In the past year, the UK has seen a 4% increase in the number of workplace fatalities. The Health and Safety Executive (HSE) reported that the 141 employees involved in fatal injuries in 2017/18 had grown to 147 a year later while the number of work-related ill health incidents, has remained broadly flat. Furthermore, figures of reported stress, depression and anxiety are also on the rise.
This is part of a worrying trend - we have not seen a reduction in fatalities for several years, despite companies enrolling their employees onto training courses and adopting onsite safety programmes.
These numbers suggest that traditional approaches to health and safety are not working, and a new approach is needed. However - to find new solutions - we need to examine why conventional safety thinking needs review.
There are five potential explanations to help us understand the situation:
Heinrich’s Triangle Theory claims that by focusing on low-level accidents, organisations can reduce the more serious incidents at the top. However, according to Donald Martin and Alison Black’s research 2015 paper ‘Preventing serious injuries and fatalities’, only 21% of incidents correlated with the higher-risk events at the top. This suggests that the incidents that injure people are not the same as those that kill them.
There has been a large focus on behaviour-based safety over the last two decades, which has helped to reduce the rates of minor injuries by about 60%. However, the focus is often on “fixing the worker” as Todd Conklin calls it in the “5 Principles of Human Performance”. This means modifying the worker’s behaviour so they more mindful of their environment and associated work hazards. Contrary to this approach, major accident reports informs us that it is often organisational factors rather than individual related issues that underlie serious injuries and fatalities and is often down to the way work is planned and managed. To prevent such injuries, strategies need to be put in place that focus on eliminating hazards, such as engineering improvements, designing-out hazards and, where practical, implementing safety technology.

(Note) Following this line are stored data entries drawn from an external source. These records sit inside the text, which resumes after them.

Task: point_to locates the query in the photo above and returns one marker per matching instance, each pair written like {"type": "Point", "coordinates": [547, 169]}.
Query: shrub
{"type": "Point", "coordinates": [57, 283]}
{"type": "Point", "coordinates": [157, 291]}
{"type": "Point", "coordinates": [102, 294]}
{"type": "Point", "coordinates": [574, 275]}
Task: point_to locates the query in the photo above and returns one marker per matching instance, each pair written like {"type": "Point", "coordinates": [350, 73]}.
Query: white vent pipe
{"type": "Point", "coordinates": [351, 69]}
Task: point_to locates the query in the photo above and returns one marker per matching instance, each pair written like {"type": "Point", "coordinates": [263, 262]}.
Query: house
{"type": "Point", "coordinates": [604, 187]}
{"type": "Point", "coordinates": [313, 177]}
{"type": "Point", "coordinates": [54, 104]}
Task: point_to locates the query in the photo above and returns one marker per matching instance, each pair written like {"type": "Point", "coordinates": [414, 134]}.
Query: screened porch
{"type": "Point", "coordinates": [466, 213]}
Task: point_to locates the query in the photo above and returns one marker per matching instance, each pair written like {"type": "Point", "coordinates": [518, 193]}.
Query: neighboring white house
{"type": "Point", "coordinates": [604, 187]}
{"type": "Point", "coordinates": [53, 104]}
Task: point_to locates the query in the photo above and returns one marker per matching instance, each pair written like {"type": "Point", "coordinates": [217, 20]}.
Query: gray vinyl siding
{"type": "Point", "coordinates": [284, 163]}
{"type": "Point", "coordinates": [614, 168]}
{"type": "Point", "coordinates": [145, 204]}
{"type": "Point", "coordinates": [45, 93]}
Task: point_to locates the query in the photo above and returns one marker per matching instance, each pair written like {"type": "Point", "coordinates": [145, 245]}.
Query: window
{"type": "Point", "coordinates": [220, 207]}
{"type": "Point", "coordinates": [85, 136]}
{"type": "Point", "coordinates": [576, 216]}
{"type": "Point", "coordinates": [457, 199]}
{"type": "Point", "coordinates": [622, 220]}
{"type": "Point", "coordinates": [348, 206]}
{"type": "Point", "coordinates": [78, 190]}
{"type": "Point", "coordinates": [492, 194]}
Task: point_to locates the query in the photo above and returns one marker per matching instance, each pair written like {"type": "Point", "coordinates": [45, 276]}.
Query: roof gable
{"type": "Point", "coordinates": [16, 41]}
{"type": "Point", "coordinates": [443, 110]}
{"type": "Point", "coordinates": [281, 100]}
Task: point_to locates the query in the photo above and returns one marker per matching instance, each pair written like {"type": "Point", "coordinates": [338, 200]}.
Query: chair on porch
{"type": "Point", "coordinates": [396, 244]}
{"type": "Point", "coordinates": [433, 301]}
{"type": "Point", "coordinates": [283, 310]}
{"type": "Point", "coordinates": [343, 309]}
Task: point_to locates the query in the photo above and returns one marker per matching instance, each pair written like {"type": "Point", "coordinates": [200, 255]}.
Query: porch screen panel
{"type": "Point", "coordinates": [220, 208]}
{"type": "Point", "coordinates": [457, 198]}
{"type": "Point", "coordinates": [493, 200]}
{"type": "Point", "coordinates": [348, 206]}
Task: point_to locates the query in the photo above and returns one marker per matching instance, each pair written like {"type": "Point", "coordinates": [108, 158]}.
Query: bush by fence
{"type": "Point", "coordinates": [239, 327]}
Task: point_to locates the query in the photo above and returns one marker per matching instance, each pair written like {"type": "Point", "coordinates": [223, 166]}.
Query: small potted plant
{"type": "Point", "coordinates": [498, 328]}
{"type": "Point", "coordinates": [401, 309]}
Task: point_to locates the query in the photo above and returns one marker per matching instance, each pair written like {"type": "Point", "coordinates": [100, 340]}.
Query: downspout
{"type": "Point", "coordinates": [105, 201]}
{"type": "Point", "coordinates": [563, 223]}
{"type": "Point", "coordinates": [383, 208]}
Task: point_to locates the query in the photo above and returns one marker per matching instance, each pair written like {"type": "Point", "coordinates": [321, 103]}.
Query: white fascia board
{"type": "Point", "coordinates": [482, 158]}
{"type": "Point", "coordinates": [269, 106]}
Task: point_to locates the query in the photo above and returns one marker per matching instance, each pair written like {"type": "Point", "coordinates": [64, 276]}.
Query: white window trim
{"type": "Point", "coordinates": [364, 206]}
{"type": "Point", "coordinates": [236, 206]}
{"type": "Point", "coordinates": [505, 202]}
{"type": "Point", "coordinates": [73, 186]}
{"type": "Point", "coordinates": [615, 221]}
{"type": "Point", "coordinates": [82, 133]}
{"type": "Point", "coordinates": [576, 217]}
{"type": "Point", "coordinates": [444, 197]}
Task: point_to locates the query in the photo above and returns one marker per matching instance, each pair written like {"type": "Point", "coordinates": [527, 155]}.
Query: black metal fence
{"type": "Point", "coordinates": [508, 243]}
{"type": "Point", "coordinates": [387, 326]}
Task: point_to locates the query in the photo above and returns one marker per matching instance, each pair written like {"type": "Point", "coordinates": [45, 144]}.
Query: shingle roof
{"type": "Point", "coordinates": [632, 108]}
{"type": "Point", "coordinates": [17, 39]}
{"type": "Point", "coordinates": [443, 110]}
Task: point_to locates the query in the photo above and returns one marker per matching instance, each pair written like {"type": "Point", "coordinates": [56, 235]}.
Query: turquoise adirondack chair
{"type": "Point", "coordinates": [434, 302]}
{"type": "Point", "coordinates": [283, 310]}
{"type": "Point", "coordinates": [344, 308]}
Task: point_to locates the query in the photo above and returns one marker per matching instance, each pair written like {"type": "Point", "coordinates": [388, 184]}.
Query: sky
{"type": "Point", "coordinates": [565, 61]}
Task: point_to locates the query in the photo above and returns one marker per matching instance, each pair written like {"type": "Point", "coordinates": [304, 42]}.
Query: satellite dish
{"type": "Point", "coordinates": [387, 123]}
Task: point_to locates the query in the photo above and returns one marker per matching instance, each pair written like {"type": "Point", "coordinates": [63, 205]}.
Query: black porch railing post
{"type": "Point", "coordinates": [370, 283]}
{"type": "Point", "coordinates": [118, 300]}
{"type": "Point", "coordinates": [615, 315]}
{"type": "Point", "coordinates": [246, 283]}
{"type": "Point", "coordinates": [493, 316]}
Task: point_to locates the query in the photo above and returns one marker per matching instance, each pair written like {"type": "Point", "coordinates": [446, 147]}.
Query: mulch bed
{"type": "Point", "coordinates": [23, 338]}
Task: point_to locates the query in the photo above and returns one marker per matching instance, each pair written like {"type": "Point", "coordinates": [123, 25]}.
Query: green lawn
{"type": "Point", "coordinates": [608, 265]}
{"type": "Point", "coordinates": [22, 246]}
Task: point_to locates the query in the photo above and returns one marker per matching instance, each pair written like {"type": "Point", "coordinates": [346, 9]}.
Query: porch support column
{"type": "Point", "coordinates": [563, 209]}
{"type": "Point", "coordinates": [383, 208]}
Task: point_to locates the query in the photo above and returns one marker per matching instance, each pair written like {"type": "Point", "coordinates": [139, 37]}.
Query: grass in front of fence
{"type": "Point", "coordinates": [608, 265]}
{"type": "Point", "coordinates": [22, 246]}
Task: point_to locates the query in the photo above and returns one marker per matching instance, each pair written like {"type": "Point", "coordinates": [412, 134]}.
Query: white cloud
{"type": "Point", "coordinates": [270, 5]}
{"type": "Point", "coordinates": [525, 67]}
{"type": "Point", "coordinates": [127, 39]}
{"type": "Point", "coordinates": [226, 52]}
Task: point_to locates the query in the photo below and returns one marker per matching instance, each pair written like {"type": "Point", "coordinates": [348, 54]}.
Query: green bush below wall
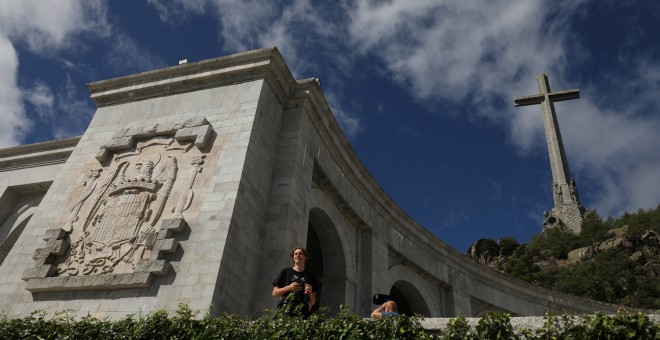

Since many injuries result from low-level hazards, the existing injury metrics are not appropriate for measuring serious injury and fatality risks. When we measure success through the absence of accidents, we run the risk of ignoring blind spots. This is referred to as the ‘Iceberg of Ignorance’, where we focus on the accidents we can see above the waterline but are blind to the near misses below.
Risk being normalised
Many people who carry out hazardous activities can become normalised to risks later on and as such, unacceptable practices become the norm. In a similar manner, those assessing high-risk activities can underestimate the probability of events occurring, assuming it won’t result in a fatality because it has not happened previously.
Despite evidence showing that human behaviour is determined by context, there is still the belief that injuries are caused by worker negligence. This misguided belief is amplified when human error is identified with little effort being put into understanding the reasons behind the error.
So how do I ensure my workforce is working safely?
A new approach doesn’t necessarily mean using a different set of measuring tools. Organisations can still use many of the existing safety activities, including auditing, observations and training courses. However, it does require a change in how you measure success and using a more human approach when examining accidents and near misses.